To the editor:
The expression "People in glass houses shouldn't throw stones" came to mind when I read William M. Isaac's Sept. 7 column, "Insurers Are Shooting Themselves in the Foot in Battle Against Banks." Mr. Isaac points to shortcomings in the life insurance agency system as a reason for banks to sell insurance. Yet he conveniently ignores serious problems in his own house, the banking industry, that argue against expanded powers.
There's every indication that banks would sell other lines of insurance in much the same way they currently market credit life insurance. That product is sold at the highest rates allowed by law and is often tied to a loan or mortgage without the borrower even aware that he need not purchase it from the bank. The Consumer Federation of America has called it "the nation's worst insurance rip-off."
Add to that the U.S. Public Interest Research Group's recent study showing that it now costs $219 a year to maintain an interest-bearing checking account, and you begin to wonder what the banks mean by offering insurance at competitive rates.
As for Mr. Isaac's case against agents, he relies heavily on industry statistics that have been taken out of context. His assertion that 40% of Americans have no life insurance doesn't take into account that in many households only the breadwinner owns a policy and that 78% of households have life insurance. Mr. Isaac also would lead us to believe that agent training and compensation are much more expensive than they really are. He cites the extremes, when the averages are much lower. In addition, lapse rates have improved over the last five years for all categories of life insurance products.

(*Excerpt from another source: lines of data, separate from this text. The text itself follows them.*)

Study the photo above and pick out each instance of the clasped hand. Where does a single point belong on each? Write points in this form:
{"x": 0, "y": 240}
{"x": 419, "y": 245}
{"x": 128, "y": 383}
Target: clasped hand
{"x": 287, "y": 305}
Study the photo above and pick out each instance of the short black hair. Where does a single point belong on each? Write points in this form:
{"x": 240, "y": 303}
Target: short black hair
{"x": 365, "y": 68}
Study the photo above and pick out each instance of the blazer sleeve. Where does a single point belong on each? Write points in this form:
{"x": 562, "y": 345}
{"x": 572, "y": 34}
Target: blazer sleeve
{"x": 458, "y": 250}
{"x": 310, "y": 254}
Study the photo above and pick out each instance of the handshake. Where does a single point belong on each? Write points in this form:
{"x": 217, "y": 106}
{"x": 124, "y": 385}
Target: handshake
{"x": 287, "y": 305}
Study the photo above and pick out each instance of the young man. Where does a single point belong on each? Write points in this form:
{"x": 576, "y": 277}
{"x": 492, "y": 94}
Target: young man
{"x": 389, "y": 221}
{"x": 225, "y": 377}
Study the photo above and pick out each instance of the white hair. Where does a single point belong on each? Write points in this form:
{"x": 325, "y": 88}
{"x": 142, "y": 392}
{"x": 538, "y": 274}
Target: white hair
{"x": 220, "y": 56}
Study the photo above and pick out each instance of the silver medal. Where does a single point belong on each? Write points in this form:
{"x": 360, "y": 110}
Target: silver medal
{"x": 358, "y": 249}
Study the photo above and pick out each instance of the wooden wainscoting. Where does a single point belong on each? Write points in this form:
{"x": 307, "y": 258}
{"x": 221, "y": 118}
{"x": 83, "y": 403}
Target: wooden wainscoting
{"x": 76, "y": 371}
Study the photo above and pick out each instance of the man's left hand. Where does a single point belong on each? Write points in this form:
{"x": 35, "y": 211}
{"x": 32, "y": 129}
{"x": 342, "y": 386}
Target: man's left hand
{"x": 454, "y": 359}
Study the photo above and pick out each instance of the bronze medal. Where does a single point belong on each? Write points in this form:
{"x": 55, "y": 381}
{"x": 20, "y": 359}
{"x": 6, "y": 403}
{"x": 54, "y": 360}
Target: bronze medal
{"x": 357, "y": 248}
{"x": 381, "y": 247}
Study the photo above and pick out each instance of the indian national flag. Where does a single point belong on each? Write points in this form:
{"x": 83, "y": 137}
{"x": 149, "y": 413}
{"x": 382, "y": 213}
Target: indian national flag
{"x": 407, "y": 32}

Mr. Isaac misinterprets a figure attributed to our organization, the $5 trillion difference between what Americans should have in life insurance coverage and what they actually own. This "shortfall" occurs not because families have no insurance, as Mr. Isaac states, but because they don't have enough. But to say this is the fault of insurance agents is no more logical than to say it is the banks' fault that Americans don't save enough. It wouldn't take much to show a huge gap between what the average American should have in savings and what he actually has in his bank account. Would that prove that banks aren't doing their job?

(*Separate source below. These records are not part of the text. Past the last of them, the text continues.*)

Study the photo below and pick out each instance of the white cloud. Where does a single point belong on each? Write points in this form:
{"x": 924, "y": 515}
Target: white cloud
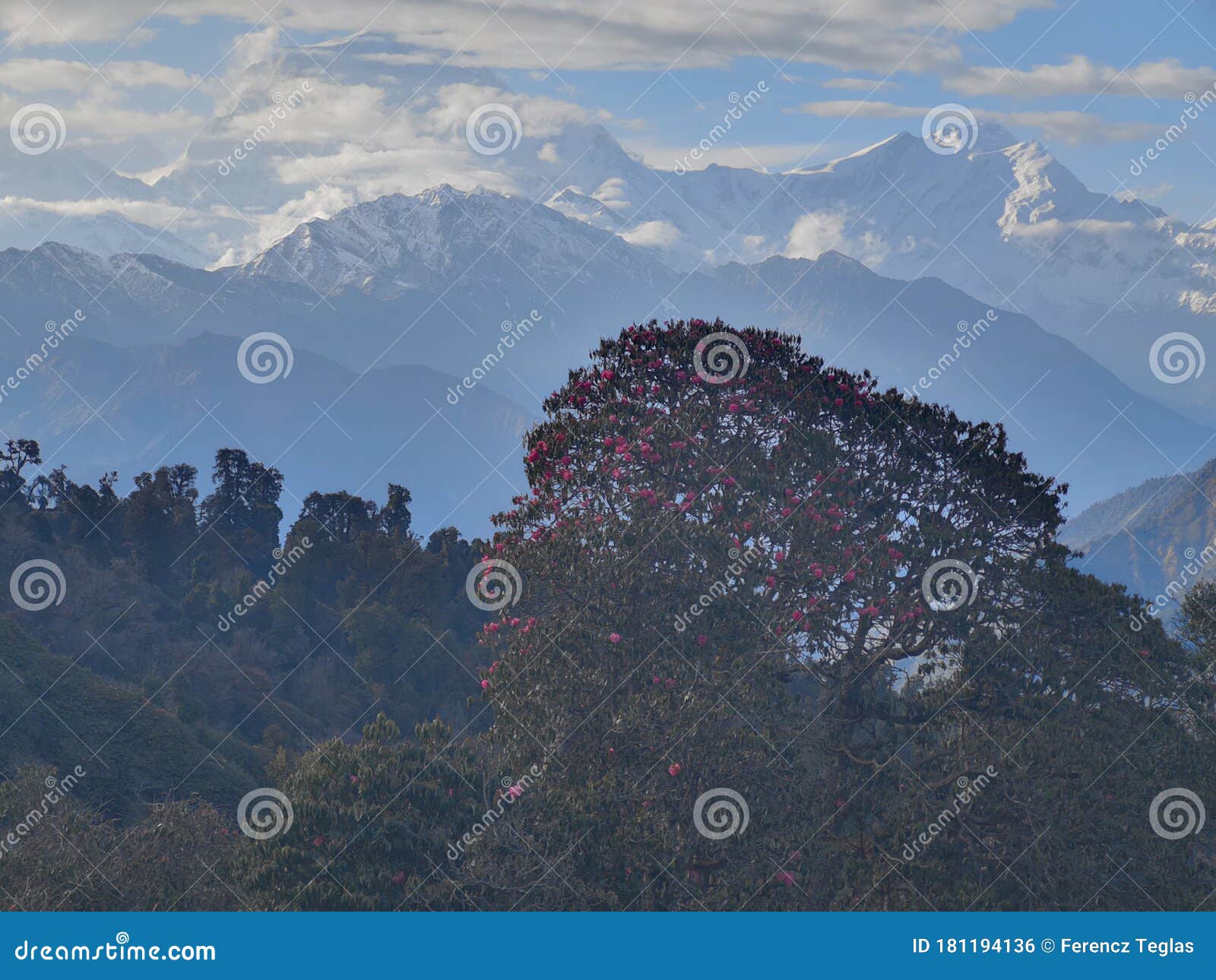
{"x": 654, "y": 235}
{"x": 52, "y": 74}
{"x": 553, "y": 34}
{"x": 1067, "y": 127}
{"x": 157, "y": 214}
{"x": 861, "y": 84}
{"x": 824, "y": 231}
{"x": 755, "y": 157}
{"x": 1080, "y": 76}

One thing Mr. Isaac doesn't say is that life insurance today costs roughly half what it did 30 years ago. I wish I could say the same for banking products. As bank fees continues to skyrocket and credit card rates remain stubbornly high, Mr. Isaac might take a hard look at his own house before throwing stones at others.
Allan G. Hancock
Association of Life Underwriters
Mr. Isaac replies:
In a letter of April 5, the Consumer Federation of America denounced an ad by the Independent Insurance Agents of America containing assertions similar to those of Mr. Hancock.

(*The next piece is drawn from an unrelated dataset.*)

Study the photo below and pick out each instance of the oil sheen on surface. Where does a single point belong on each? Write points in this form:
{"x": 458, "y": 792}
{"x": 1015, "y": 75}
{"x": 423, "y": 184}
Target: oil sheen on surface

The CFA letter said, in part, "Ever since CFA exhaustively studied the issue a decade ago ... we have believed that bank entry into insurance sales ... has the potential to save consumers billions of dollars every year. We have, as IIAA well knows, characterized the entry of banks into insurance sales as a likely 'boon' to consumers."
Mr. Hancock's predecessor at the National Association of Life Underwriters is the source I quoted for the "$5 trillion shortfall of consumers with basic life insurance needs that don't have any life insurance at all."
Mr. Hancock asserts that lapse rates are coming down, but a July 18 report by the Consumer Federation of America states that "consumers waste more that $6 billion annually on cash-value life insurance premiums because of early terminations."